Randomisation and masking

Eligible patients were randomly allocated (1: 1: 1) to one of three randomized groups, one control group (SoC) and two experimental groups (Low-volume and High-volume). The randomization scheme used computer generated lists performed by the clinical research center, stratified by center, with blocks of various sizes and performed through a centralized internet service to ensure allocation concealment.

This was an open-label study in which both participants and investigators knew to which groups participants had been randomly assigned.

Procedures

Convalescent plasma donor selection: Donors aged 18 to 60 years, recovered from COVID-19 with a documented SARS-CoV-2 RNA detection by RT-PCR, and absence of COVID-19 symptoms for at least 15 days, were selected. In donors with less than 30 days since complete recovery, SARS-CoV-2 RNA testing prior to donation was performed. All plasma units were tested for SARS-CoV-2-specific neutralization, and those with titers ≥ 1:80, were considered eligible. We excluded donors with previous pregnancies (unless blood anti-HLA antibodies were not detected) and those with a history of receiving blood components.
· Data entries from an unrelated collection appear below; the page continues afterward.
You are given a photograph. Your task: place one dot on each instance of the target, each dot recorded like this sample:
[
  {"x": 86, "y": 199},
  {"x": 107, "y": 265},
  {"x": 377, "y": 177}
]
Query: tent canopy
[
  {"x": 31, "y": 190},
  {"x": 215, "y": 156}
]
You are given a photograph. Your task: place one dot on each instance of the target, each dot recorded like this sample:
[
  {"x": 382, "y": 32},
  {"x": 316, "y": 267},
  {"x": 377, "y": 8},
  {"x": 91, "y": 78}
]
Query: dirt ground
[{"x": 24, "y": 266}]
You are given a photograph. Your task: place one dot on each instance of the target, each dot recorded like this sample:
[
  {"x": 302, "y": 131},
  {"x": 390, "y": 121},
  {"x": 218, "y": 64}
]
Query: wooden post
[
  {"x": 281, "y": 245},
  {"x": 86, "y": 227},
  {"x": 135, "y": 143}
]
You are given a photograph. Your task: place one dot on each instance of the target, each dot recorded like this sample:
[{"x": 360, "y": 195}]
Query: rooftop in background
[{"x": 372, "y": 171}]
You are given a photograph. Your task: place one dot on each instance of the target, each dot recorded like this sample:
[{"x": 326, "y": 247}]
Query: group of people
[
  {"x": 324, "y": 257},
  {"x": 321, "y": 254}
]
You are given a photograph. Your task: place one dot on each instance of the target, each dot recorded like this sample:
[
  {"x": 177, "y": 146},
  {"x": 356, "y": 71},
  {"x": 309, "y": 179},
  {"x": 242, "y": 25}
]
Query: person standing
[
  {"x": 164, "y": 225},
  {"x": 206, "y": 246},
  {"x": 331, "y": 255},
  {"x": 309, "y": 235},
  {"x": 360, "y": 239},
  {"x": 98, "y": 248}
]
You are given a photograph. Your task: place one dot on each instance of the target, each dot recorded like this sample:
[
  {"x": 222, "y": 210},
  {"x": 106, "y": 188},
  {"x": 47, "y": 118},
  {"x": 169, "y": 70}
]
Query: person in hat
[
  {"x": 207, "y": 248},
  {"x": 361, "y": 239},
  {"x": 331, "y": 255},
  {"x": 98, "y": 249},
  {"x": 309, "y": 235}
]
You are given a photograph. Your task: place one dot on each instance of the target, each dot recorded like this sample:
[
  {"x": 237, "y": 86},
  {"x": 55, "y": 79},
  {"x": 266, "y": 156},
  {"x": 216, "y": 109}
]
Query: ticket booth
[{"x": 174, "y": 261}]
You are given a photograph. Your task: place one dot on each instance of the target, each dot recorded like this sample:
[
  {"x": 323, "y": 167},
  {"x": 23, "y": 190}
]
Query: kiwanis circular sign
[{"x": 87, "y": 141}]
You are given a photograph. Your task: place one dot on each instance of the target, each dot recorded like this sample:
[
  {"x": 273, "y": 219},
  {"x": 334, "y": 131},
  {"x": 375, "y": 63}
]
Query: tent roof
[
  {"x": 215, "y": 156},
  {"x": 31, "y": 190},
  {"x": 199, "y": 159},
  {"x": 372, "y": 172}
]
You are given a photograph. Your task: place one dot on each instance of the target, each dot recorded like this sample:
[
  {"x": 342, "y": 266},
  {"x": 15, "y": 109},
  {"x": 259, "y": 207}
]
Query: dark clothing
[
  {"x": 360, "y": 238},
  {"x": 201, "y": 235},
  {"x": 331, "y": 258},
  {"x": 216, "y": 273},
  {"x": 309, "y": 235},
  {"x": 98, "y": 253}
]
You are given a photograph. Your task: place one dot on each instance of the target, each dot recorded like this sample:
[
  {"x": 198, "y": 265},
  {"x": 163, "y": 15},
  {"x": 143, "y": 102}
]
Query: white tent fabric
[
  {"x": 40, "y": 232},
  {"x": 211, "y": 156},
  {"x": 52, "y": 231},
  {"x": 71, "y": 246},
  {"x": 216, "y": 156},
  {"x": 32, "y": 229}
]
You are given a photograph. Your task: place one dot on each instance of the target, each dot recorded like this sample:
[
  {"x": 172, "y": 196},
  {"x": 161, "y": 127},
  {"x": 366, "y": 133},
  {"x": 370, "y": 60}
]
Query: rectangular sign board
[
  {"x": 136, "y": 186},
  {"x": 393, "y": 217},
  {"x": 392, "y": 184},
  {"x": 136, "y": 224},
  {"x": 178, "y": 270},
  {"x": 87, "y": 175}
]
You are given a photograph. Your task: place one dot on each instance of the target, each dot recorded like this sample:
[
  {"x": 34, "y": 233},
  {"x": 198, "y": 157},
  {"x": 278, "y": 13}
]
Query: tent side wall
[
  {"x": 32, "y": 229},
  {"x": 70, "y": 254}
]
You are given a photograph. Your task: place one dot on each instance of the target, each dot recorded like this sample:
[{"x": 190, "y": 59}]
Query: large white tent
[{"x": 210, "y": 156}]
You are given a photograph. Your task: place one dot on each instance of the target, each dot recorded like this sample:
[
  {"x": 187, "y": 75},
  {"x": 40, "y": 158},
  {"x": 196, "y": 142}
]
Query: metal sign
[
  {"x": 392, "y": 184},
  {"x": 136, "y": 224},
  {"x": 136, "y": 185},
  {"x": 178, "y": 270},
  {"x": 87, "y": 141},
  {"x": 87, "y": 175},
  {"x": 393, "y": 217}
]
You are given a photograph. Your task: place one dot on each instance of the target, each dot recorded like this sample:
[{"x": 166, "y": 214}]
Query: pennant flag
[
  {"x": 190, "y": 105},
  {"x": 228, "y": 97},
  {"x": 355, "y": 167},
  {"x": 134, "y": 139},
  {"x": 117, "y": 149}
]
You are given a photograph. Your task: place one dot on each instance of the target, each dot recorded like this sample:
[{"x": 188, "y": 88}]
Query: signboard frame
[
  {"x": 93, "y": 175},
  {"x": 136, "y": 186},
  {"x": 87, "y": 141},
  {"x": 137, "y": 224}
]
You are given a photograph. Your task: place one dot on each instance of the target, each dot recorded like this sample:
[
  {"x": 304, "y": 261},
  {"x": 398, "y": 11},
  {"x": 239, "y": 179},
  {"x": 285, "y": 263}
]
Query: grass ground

Additional routine donor screening criteria (minimum body weight of 50 Kg; hemoglobin >12.0 g/dL; negative results in serological and molecular screening tests for transfusion-transmitted infections (HIV, hepatitis B, hepatitis C, Chagas disease, HTLV and syphilis) were applied.

Interventions: Standard of care treatment included oxygen supplementation, corticosteroids, anticoagulation, and/or antibiotics, according to the clinical judgement of attending physicians. Patients in experimental groups additionally received either (Low-volume or 1 unit) 200 ml (range, 150–300 ml) or (High-volume or 2 units) 400 ml (range, 300–600 ml) of compatible convalescent plasma, administered within 24 h after randomization. The plasma infusion lasted up to 1 h. In the High-volume group, the infusion could be split in two stages within 24 h. All participants of the experimental groups received 50 mg of intravenous diphenhydramine 30 min prior to plasma transfusion.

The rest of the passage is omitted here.